For instance, you can use the same pattern and the same sizing for two hats, but use a different gauge and one will look smaller with more concise stitching while the other will look the opposite!
This is simply the power of the gauge!
What is A Gauge?
This is an essential part of knitting and not something you can simply ignore! The gauge will describe the intended size of a garment and tightness of it.
For instance, knitting 14 rows of 10 stockinette stitches should give you a material 4 inches wide and tall. The gauge is 4 inches.
If you match this your stitches are perfect. However, it has been discovered that relaxed knitters tend to have a relaxed larger size and tense knitters generally have a smaller size result!
There are a few elements to gauge:
- Needle Size
This is very straightforward. The smaller the diameter of the needle the smaller your resulting stitch will be. This is a good way to compensate for a relaxed style and still hit the right gauge.
- Yarn Weight
The weight of your yarn can make a surprising difference to your finished gauge.

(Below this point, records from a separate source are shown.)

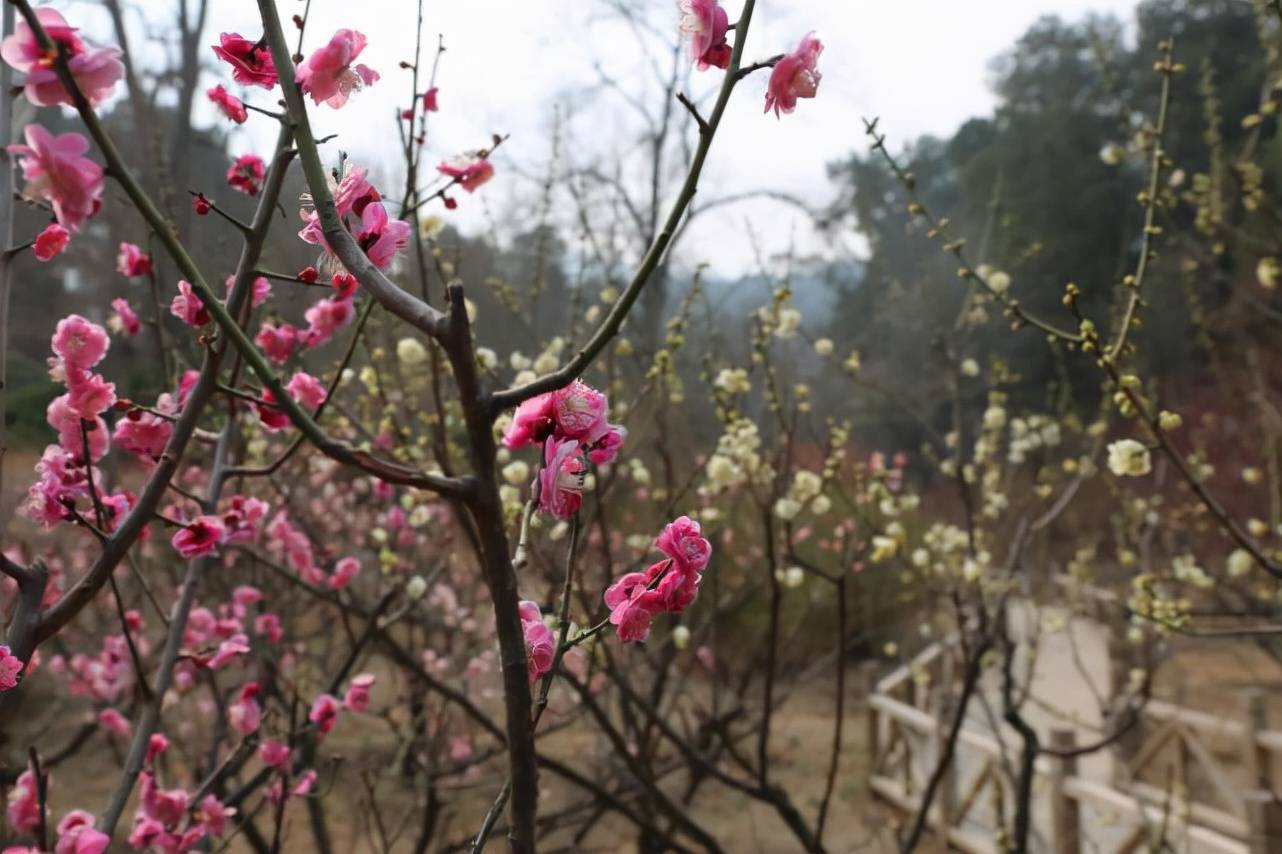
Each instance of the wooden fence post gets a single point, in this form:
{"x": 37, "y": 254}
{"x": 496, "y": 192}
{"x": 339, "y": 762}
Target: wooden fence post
{"x": 1122, "y": 658}
{"x": 1259, "y": 761}
{"x": 872, "y": 718}
{"x": 1064, "y": 816}
{"x": 1264, "y": 822}
{"x": 942, "y": 711}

Firstly, a thick yarn will naturally lend itself to larger stitches. This can help to compensate for tense knitting styles where the stitches are a little on the small size.
A heavy yarn will also stretch more. To really assess the size of your gauge you should wash your miniature garment and then measure it. Heavy yarns will help to increase the size of your finished product.
- Knitting tension
This is your personal knitting style and there is very little you can do to change it! You also don’t need to change it. Simply play with the above two variables until you can comfortably knit a specific stitch to the size the guide recommends.

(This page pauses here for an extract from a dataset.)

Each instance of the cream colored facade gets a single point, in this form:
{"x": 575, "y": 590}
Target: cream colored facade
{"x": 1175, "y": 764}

Why You Want To Match a Gauge in Knitting
If you are knitting a jumper for someone then you want it to fit them nicely. You will need to select a pattern and a gauge that reflects the size you need the finished product to be.

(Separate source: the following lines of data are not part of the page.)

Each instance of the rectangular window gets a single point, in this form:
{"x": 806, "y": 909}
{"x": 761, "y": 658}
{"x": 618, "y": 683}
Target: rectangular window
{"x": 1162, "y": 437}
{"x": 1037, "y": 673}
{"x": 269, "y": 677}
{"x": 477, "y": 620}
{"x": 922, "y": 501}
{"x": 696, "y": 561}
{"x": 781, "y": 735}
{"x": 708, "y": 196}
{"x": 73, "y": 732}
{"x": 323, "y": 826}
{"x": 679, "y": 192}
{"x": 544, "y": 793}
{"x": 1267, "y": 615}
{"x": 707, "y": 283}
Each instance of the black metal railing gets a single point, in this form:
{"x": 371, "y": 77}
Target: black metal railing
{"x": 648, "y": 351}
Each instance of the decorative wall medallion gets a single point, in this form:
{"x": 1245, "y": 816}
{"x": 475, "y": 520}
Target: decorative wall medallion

Unfortunately, if you knit loosely then the jumper will be too large. Conversely, it will be too small if your stitches are tense.
This means that to produce the right size pullover you need to know your knitting style and what you need to do to create the gauge that they have suggested.
This may mean adding more stitches than the pattern suggests, taking a few away, or even using a heavier yarn.
It can help to make a larger test pattern than the 4-inch square above. In fact, doubling it will give you a much more accurate indication of your stitching style and the gauge you need to match.
Only by matching the gauge before you start producing your garment will you make the item you actually want.